Por países, el organismo adelantó para 2002 caídas del PIB de 13,5% para Argentina, de 5% para Uruguay, 3,5% Venezuela, 1,5% Haití y 1% para Paraguay.
Mientras, estimó un leve repunte para Perú y la República Dominicana, con un aumento de 3,5%; seguidos de Chile, Ecuador, Honduras, El Salvador y Nicaragua, con 2,5%; Costa Rica y Guatemala 2%; Bolivia y Brasil 1,5%; Colombia, Cuba y México 1%; y Panamá 0,5%.
Si se excluyera de esta proyección el brusco descenso del crecimiento estimado para Argentina, la región se expandiría este año un 1%, estimó el organismo multilateral en su informe "Situación y perspectivas.
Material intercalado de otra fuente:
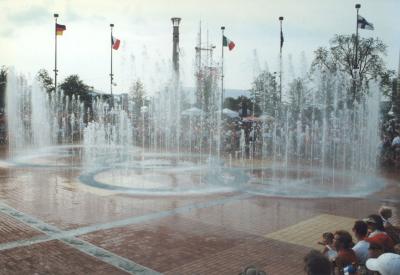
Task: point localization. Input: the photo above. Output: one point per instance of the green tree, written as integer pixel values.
(3, 84)
(45, 80)
(137, 95)
(368, 65)
(72, 85)
(264, 93)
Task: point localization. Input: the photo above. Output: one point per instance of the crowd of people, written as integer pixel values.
(375, 250)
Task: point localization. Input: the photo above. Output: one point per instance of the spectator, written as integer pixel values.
(375, 250)
(327, 241)
(397, 248)
(377, 235)
(385, 264)
(343, 243)
(315, 263)
(360, 230)
(393, 232)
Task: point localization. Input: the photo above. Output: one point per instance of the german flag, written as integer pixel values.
(60, 29)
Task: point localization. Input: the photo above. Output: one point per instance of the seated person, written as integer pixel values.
(377, 233)
(343, 244)
(327, 241)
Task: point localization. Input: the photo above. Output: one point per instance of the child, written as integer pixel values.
(327, 241)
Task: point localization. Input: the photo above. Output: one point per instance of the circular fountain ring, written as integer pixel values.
(160, 174)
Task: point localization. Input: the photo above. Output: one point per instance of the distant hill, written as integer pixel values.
(235, 93)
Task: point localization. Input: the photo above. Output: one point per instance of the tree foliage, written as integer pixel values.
(369, 64)
(264, 93)
(45, 80)
(137, 95)
(73, 85)
(3, 84)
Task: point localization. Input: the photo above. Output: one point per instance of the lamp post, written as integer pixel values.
(111, 73)
(55, 52)
(280, 60)
(175, 40)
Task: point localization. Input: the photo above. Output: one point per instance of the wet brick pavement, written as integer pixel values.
(59, 227)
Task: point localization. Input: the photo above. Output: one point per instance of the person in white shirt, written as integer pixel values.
(360, 230)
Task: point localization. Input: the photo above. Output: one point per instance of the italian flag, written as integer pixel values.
(228, 43)
(115, 43)
(60, 29)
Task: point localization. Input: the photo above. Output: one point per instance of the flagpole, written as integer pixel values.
(222, 70)
(355, 66)
(280, 61)
(111, 74)
(55, 52)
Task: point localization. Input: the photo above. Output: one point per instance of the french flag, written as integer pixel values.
(115, 43)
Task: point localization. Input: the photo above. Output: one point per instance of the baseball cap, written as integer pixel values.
(386, 264)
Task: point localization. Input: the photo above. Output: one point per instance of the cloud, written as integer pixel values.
(7, 33)
(29, 16)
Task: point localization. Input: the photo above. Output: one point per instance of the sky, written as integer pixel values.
(145, 30)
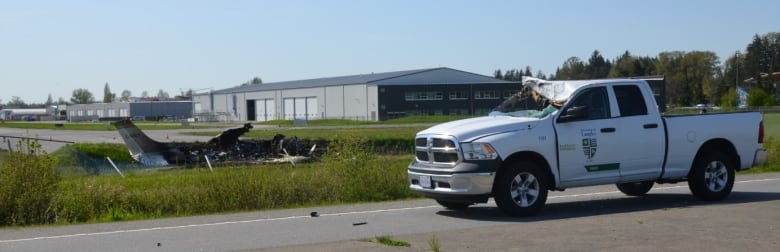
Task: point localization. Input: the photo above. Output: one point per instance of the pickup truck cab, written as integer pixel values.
(555, 135)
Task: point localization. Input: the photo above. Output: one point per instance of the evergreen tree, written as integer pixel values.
(82, 96)
(49, 101)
Estudio económico de América Latina y el Caribe 2001-2002".
Según la CEPAL, la recesión que desde hace cuatro años sufre Argentina acentuó en la mayoría de los países de la región las dificultades causadas por problemas internos y los sucesivos "shocks" sufridos en años anteriores.
En la magnitud de esta crisis, advirtió, se vislumbra el "mayor peligro" de desatar una "crisis sistémica de la región".
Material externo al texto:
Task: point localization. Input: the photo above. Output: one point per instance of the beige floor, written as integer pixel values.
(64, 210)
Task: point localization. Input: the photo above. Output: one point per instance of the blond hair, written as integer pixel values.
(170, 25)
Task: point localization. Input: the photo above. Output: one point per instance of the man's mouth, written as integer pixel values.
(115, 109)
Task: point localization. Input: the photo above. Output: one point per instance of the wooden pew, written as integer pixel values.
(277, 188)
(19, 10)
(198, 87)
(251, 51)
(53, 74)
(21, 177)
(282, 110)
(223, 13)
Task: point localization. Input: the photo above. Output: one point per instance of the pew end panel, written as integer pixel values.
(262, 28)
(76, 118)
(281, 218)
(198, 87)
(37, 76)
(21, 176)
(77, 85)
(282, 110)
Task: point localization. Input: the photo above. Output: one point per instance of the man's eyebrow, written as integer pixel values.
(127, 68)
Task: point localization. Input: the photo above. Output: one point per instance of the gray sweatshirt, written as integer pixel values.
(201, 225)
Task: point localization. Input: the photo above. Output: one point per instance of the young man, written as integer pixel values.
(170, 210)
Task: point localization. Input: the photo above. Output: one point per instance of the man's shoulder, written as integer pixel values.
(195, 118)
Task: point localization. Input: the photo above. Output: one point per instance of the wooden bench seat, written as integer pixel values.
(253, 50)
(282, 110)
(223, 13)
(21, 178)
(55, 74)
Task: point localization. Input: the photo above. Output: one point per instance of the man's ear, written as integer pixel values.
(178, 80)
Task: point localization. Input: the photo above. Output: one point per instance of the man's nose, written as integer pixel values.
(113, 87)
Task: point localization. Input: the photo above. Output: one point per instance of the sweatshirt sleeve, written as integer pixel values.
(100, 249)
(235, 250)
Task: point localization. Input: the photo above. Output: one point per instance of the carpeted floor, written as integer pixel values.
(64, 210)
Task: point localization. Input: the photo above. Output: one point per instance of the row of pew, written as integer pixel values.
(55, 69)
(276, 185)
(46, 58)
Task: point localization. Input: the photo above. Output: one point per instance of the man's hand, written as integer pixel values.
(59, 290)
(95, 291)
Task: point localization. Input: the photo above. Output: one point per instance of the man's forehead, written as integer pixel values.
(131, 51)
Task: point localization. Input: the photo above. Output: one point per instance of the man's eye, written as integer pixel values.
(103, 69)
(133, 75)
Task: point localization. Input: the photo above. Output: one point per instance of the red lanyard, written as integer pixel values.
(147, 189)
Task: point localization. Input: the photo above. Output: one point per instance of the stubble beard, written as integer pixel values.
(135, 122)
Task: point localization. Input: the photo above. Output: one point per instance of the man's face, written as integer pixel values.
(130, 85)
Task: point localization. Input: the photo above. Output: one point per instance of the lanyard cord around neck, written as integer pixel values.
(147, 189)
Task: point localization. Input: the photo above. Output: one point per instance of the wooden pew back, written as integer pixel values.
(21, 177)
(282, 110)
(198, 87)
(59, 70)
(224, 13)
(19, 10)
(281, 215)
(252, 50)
La CEPAL identificó los principales "canales de transmisión del contagio argentino" y destacó entre ellos la caída del comercio de bienes y servicios, las menores remesas de trabajadores migrantes, principalmente de los vecinos Bolivia y Paraguay, y las mayores percepción de riesgo de los inversionistas directos.
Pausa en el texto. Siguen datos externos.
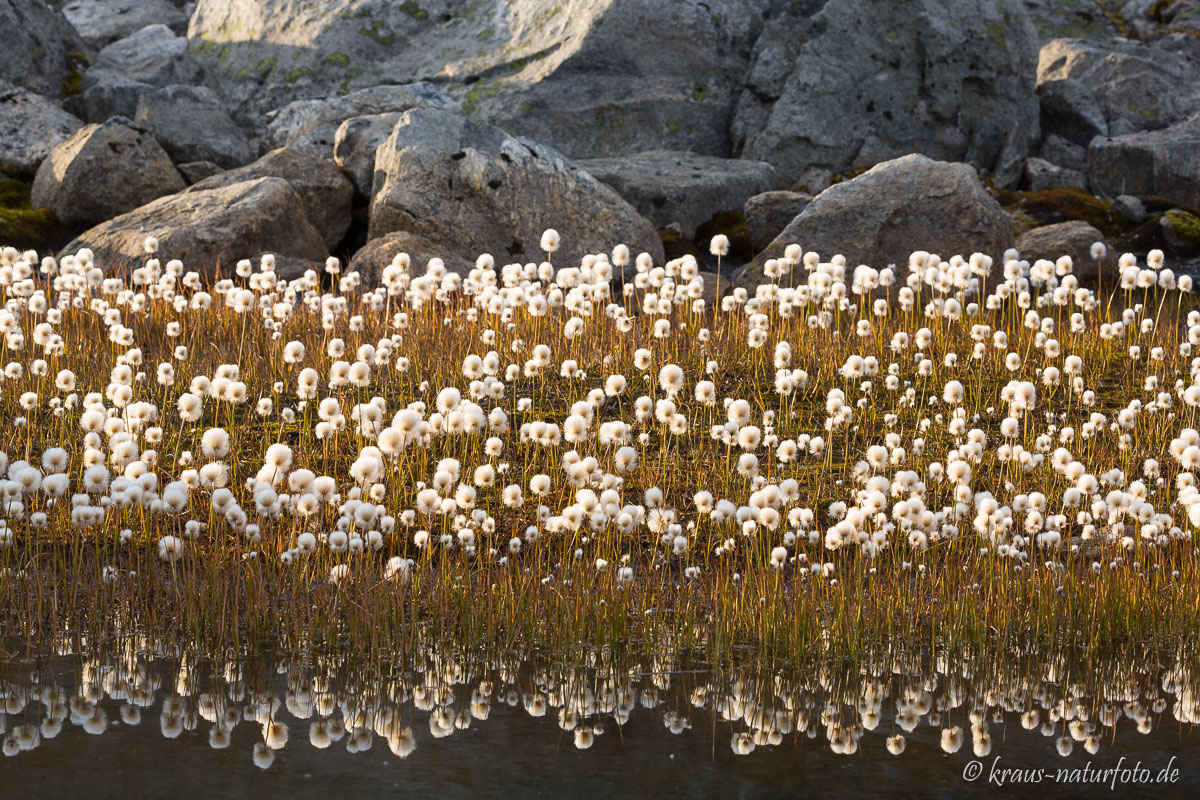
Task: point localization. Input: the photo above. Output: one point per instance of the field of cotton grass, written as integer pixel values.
(957, 449)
Argentina, según el organismo, es también la gran responsable de la "hipersensibilidad" que afecta en estos momentos a los mercados financieros y de la "fragilidad" que presentan los sistemas bancarios.
Dentro de este contexto, Uruguay se presenta como el país más afectado al resentir en los primeros cuatro meses de este año una fuerte disminución de sus exportaciones (-32%), el aumento de su riesgo país y la pérdida de sus reservas nacionales.
"Los costos directos de la crisis se estiman en algo más de dos puntos porcentuales del PIB de Uruguay", estimó la CEPAL.
En Brasil, pese a que su economía es tres veces mayor que la Argentina, la recesión en este país hizo caer las exportaciones de productos manufacturados en un 6%, según el organismo.
En Paraguay, la crisis hizo caer las exportaciones a Argentina dos terceras partes y agudizó los problemas internos ya existentes, mientras que Chile fue el país que resintió en mayor medida la caída en las utilidades de sus empresas con filiales en Argentina.
El informe de la CEPAL también destacó la incidencia del "complejo entorno externo" en el desarrollo del cuadro recesivo en América Latina.
Con la "esperanza" de que a partir del segundo semestre de este año se registren signos de recuperación de la economía latinoamericana, la CEPAL proyectó para 2003 una expansión de 2,5% a 3%.